Middle managers can do even better. Because the convictions that trap most large organizations and their powerful leaders do not usually apply to the individual manager in a mid-level position, the tool offered in this book can serve to substantially improve his or her performance on the job. Free of many of the limitations confronting senior executives, such as large egos, insularity from negative intelligence, and a public commitment to a “vision,” and equipped with a tool to assess and track risk to their products, areas, or projects, individual managers can largely avoid nasty surprises and the resulting performance disasters. Since the signs of risk are out there, and since the problem is a mindset, a systematic approach that attacks “fixated” mindsets head-on can save jobs, wealth, and the mental health of many managers.

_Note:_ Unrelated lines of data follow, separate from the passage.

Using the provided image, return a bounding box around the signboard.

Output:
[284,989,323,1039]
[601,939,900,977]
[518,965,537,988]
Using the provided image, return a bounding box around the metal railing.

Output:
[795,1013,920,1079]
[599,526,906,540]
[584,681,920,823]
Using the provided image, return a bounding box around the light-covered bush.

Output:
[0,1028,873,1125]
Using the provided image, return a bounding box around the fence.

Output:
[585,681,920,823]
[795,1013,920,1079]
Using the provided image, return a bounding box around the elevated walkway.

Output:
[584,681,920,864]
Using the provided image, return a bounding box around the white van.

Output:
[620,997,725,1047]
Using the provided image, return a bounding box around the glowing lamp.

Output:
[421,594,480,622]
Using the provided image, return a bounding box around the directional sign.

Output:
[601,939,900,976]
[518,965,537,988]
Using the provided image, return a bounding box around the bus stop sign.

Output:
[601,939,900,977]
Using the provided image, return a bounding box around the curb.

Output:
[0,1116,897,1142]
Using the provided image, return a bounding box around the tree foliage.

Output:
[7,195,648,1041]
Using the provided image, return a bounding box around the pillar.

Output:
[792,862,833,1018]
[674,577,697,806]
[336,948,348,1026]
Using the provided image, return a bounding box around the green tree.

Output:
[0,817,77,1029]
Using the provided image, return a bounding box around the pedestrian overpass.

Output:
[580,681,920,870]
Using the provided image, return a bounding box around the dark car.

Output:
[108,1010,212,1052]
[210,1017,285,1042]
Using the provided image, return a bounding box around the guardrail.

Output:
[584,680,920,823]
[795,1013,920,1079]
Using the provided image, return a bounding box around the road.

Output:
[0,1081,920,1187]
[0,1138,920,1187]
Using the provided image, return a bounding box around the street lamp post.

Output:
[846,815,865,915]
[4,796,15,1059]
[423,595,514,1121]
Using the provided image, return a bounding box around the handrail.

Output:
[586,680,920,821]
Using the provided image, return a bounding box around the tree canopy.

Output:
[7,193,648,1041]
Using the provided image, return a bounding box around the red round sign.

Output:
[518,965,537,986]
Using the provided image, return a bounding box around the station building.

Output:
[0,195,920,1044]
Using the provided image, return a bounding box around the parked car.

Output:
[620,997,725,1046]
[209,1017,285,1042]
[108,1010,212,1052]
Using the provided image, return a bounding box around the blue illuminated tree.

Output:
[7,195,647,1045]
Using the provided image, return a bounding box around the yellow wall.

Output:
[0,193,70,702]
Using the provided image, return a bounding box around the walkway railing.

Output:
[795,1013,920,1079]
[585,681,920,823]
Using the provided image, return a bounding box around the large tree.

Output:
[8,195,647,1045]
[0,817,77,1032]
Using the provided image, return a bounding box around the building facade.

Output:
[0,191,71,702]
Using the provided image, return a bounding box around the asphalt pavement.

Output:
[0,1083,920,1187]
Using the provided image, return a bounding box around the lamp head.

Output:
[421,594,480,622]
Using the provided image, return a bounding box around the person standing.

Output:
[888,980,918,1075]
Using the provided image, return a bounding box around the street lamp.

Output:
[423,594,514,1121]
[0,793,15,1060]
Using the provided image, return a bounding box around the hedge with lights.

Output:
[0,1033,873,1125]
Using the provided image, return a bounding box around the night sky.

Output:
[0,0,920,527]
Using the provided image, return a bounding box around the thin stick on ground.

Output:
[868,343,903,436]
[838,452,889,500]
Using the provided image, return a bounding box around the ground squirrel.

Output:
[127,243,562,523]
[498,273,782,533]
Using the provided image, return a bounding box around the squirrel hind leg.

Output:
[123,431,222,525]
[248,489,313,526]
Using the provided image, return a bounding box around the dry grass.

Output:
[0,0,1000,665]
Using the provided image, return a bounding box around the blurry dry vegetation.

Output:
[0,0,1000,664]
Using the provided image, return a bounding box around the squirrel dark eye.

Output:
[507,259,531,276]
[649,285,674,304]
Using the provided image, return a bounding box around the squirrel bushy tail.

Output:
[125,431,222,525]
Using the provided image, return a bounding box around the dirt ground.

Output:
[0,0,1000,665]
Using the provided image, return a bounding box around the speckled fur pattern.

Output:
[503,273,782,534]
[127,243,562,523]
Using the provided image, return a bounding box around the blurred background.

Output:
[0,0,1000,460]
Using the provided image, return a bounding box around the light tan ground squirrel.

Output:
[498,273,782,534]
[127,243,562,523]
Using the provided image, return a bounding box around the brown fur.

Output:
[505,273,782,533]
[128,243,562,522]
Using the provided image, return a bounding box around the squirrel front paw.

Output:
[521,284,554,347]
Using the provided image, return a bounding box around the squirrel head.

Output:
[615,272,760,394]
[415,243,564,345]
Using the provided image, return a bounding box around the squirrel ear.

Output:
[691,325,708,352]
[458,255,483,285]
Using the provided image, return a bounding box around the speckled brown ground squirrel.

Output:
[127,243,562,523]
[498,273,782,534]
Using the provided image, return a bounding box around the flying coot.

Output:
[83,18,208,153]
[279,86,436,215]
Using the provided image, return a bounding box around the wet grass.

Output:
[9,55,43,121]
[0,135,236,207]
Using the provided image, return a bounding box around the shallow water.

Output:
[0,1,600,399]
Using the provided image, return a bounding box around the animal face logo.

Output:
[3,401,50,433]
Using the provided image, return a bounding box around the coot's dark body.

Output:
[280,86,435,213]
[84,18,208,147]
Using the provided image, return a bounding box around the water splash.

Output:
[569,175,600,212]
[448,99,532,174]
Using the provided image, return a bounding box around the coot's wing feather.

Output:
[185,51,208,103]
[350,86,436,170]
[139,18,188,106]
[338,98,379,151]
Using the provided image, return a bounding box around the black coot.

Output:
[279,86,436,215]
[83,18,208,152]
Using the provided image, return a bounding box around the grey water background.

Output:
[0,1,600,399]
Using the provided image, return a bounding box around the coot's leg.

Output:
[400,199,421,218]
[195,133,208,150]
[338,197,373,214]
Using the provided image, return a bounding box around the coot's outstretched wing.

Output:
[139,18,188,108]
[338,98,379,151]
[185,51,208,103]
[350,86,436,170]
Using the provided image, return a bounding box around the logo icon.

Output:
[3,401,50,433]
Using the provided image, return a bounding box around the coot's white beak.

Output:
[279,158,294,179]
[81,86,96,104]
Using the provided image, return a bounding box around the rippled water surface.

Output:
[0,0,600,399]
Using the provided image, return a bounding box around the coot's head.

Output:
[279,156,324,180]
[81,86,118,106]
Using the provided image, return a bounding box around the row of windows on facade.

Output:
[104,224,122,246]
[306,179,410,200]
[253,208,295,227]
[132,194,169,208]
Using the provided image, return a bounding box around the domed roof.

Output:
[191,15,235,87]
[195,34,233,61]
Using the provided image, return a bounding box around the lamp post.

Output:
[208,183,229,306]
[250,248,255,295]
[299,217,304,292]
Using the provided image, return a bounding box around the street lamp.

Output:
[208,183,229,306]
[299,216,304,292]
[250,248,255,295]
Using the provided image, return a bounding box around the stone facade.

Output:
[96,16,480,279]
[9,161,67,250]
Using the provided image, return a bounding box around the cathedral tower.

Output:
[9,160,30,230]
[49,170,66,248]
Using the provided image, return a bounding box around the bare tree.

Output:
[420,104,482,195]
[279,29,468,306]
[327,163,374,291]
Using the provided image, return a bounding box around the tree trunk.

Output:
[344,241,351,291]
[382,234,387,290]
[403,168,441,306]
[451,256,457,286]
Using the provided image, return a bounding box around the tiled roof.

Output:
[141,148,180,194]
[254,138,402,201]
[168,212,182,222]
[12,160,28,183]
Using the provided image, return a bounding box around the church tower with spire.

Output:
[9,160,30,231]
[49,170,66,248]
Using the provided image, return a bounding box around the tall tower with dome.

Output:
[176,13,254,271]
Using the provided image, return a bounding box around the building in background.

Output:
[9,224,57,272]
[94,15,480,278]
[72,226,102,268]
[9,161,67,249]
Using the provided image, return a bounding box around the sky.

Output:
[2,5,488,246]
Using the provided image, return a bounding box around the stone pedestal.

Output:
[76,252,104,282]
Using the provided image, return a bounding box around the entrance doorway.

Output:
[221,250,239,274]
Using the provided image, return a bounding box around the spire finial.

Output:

Mind you, I do not offer a panacea. Many powerful decision makers are prisoners of their own convictions and proud history, and no method will change their view of the future or their unshakable belief in the validity of their strategy. No book and no system would have made Mike Armstrong of AT&T admit he was wrong as his vision for an integrated phone-cable company crashed about him, bringing AT&T’s stock tumbling down and sending its debt skyrocketing. But for most readers and most companies, following the straightforward process suggested in this book, which has been tested in high-risk environments for many years, will mean a better preparedness to face the future. As the French scientist Louis Pasteur once said: “Luck favors the prepared mind.”
The toolbox presented in this book is based on a sophisticated and tested military doctrine of early warning. Just as the U.S. Air Force can detect missile launches thousands of miles away and warn of an impending attack on the United States, businesses can detect signs of strategic risks (and opportunities) years ahead of time and prepare to act on them. A few leading corporations, such as Citigroup, Shell, Daimler’s DASA, Astra-Zeneca (United States), and Visa, facing changing environments and markets, have in recent years applied this approach to create a line of first defense against nasty market surprises. Their systems quickly interpret intelligence from the market about emerging trends that pose substantial future risk to the company and in a feedback loop bring this intelligence to bear on their company’s planning. The essence of these systems is the seamless marriage of planning, intelligence, and action, integrating them across products and markets, coordinating and systematizing them all the way to the top. In many cases, the output of the early warning system forces action upon senior management.
These experiments offer companies and individuals a method for fighting future uncertainty and the risk associated with industry changes better than existing methods of planning. Short of having a crystal ball, cultivating a culture of early warning can be companies’ best defense against performance decline.
At times, managers may be able to compensate somewhat for the failure of risk management in their company’s executive suites. Using their own early warning process, managers can prevent surprises in their corner of the world despite an inferior organizational early warning system, blinded leadership, and a growing industry dissonance. They may not be able to forestall an eventual decline if their company does not address the risk they expose, but at least they will be regarded as smart enough to have identified it early on. If they do it five minutes before everyone else does, this book will pay for itself many times over.